Het beroep van appellant op het overgangsrecht van het bestemmingsplan faalt reeds omdat hij niet aannemelijk heeft gemaakt dat het van het pad gemaakte gebruik daaronder valt.
Het voorgaande brengt mee dat het college bevoegd was tot handhavend optreden.
2.5. Alleen in bijzondere gevallen kan een bestuursorgaan afzien van handhavend optreden tegen een illegale situatie. Een bijzonder geval kan worden aangenomen indien concreet zicht bestaat op legalisering van de situatie.
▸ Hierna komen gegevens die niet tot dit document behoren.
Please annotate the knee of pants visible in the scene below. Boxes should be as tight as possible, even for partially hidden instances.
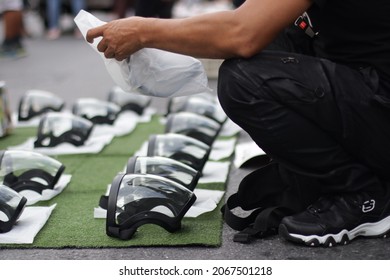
[218,59,254,120]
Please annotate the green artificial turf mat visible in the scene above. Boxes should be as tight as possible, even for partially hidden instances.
[0,116,230,248]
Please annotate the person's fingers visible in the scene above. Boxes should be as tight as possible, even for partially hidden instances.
[96,39,108,52]
[86,25,105,43]
[104,48,115,58]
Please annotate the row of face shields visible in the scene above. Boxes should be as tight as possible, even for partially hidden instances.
[18,87,151,148]
[105,94,226,239]
[0,150,65,233]
[0,87,151,233]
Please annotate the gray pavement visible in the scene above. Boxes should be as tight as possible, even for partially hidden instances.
[0,29,390,260]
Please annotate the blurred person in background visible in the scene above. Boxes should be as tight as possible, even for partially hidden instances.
[46,0,86,40]
[232,0,245,8]
[135,0,176,18]
[0,0,26,57]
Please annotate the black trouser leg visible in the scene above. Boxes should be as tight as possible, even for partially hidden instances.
[218,51,390,193]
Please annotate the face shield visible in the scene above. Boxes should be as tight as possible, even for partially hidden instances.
[0,184,27,233]
[147,133,210,171]
[0,150,65,193]
[108,86,152,115]
[106,174,196,240]
[126,156,200,191]
[18,90,65,121]
[165,112,221,146]
[72,98,121,124]
[34,112,94,148]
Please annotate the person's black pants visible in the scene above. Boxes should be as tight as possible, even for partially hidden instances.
[218,51,390,194]
[135,0,174,18]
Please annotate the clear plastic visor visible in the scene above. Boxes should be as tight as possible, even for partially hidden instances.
[0,185,23,223]
[127,156,198,188]
[116,174,193,221]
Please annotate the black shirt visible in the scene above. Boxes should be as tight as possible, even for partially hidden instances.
[308,0,390,79]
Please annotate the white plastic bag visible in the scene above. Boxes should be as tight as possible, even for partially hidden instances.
[74,10,211,97]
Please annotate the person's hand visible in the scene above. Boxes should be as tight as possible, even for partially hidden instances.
[86,18,141,61]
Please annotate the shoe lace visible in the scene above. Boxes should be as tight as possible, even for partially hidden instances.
[307,194,365,216]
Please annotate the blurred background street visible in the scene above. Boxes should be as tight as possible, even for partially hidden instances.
[0,1,390,260]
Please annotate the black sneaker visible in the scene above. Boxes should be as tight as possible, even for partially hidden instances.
[279,193,390,247]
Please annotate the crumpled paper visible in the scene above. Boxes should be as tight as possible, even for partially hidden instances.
[0,204,57,244]
[74,10,211,97]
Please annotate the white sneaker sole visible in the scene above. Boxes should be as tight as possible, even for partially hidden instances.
[279,216,390,247]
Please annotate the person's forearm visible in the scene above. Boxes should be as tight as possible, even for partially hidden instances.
[138,11,253,58]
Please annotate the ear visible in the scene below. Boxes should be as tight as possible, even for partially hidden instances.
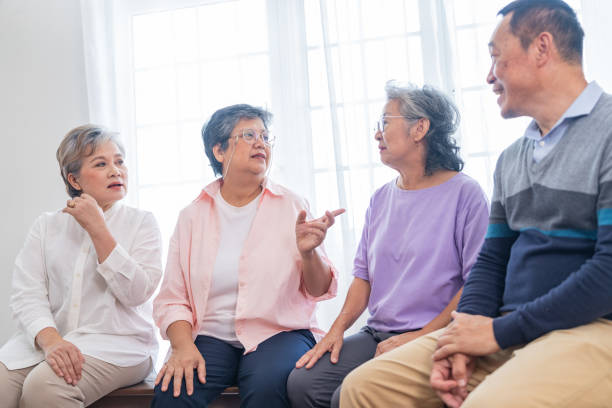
[67,173,81,190]
[411,118,430,143]
[213,143,227,163]
[531,31,556,67]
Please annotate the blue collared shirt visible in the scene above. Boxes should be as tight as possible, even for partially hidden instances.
[524,81,603,163]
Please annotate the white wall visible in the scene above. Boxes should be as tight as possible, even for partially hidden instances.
[0,0,88,344]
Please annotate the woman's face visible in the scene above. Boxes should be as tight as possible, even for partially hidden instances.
[374,99,415,169]
[68,140,128,211]
[215,118,271,178]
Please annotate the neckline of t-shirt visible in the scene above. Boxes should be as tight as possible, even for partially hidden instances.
[391,171,465,194]
[216,189,264,213]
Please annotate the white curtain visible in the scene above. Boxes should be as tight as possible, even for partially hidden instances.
[81,0,612,336]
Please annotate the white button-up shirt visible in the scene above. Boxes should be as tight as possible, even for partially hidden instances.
[0,203,162,370]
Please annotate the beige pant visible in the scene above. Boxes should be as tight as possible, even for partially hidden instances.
[0,356,152,408]
[340,319,612,408]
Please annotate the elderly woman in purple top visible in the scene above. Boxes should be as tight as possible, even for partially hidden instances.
[287,82,488,407]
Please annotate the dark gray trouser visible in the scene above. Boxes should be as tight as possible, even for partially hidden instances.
[287,326,400,408]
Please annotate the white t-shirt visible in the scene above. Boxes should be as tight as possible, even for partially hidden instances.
[199,190,261,347]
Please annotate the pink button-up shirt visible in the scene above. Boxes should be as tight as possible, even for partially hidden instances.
[153,180,338,353]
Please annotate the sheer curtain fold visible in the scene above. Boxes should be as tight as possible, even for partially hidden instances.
[81,0,119,131]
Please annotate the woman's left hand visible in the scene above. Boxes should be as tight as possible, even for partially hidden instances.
[62,193,106,234]
[374,330,423,357]
[295,208,345,254]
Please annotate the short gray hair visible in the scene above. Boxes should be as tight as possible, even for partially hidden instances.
[385,81,463,175]
[55,125,125,197]
[202,104,272,175]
Het oordeel van de rechtbank dat zodanig zicht ten tijde van de beslissing op bezwaar ontbrak is niet bestreden.
De omstandigheid dat, naar appellant stelt, omwonenden het pad toelaatbaar achten, maakt dit geval niet bijzonder.
2.6. Voorzover appellant heeft betoogd dat de opgelegde last te ver strekt, kan de Afdeling hem daarin niet volgen. Niet valt in te zien dat het college niet heeft kunnen besluiten tot oplegging van een last tot herstel van het perceel in de oorspronkelijke toestand.
2.7. Het hoger beroep is ongegrond. De aangevallen uitspraak moet worden bevestigd.
2.8. Voor een proceskostenveroordeling bestaat geen aanleiding.
De Afdeling bestuursrechtspraak van de Raad van State
Recht doende in naam der Koningin:
bevestigt de aangevallen uitspraak.
Aldus vastgesteld door mr. A.W.M. Bijloos, Lid van de enkelvoudige kamer, in tegenwoordigheid van mr. P. Lodder, ambtenaar van Staat.